Fernando Alonso reed donderdag voor het eerst in de Ferrari F14 T en verklaarde tevreden te zijn met de geboekte progressie.

De Spanjaard verklaarde zich in de ochtend gericht te hebben op aero mapping, om vervolgens ’s middags de aandacht te verschuiven naar het afstellen van de wagen. In totaal reed hij 58 ronden. Zijn snelste tijd was 2,2 seconden langzamer dan de snelste tijd gezet door Kevin Magnussen.

“De auto heeft pas drie dagen geleden zijn debuut gemaakt, we zijn dus nog maar in de vroege beginfase van het begrijpen van de auto”, verklaarde Alonso. “We moeten zo veel mogelijk ronden maken. En datzelfde geldt voor Bahrein. Want elke ronde is door alle regelveranderingen erg welkom.”

Weinig verschil
Alonso erkent dat het niet geheel probleemloos verloopt. “We hebben een aantal potentiele problemen ontdekt en een aantal nieuwe dingen. Het was een goede dag vandaag. Lekker weer achter het stuur en rijden voor toeschouwers, dat geeft je toch een beter gevoel dan een simulator. Dat geeft je wel een idee van hoe de auto is, maar het is nooit hetzelfde.”

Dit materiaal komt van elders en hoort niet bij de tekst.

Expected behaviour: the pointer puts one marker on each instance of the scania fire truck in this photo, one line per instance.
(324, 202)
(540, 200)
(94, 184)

Veel coureurs benadrukken dat de nieuwe auto’s zo anders te besturen zijn. Alonso vindt dat daarentegen wel meevallen. “Ik vind het verschil om eerlijk te zijn niet zo groot. Je springt in de auto en er is geen verschil in rijstijl of hoe de auto in de basis werkt. Er is veel gesproken over al die verandering en dergelijke maar het rijden zelf is niet veel anders in vergelijking met vorig jaar.”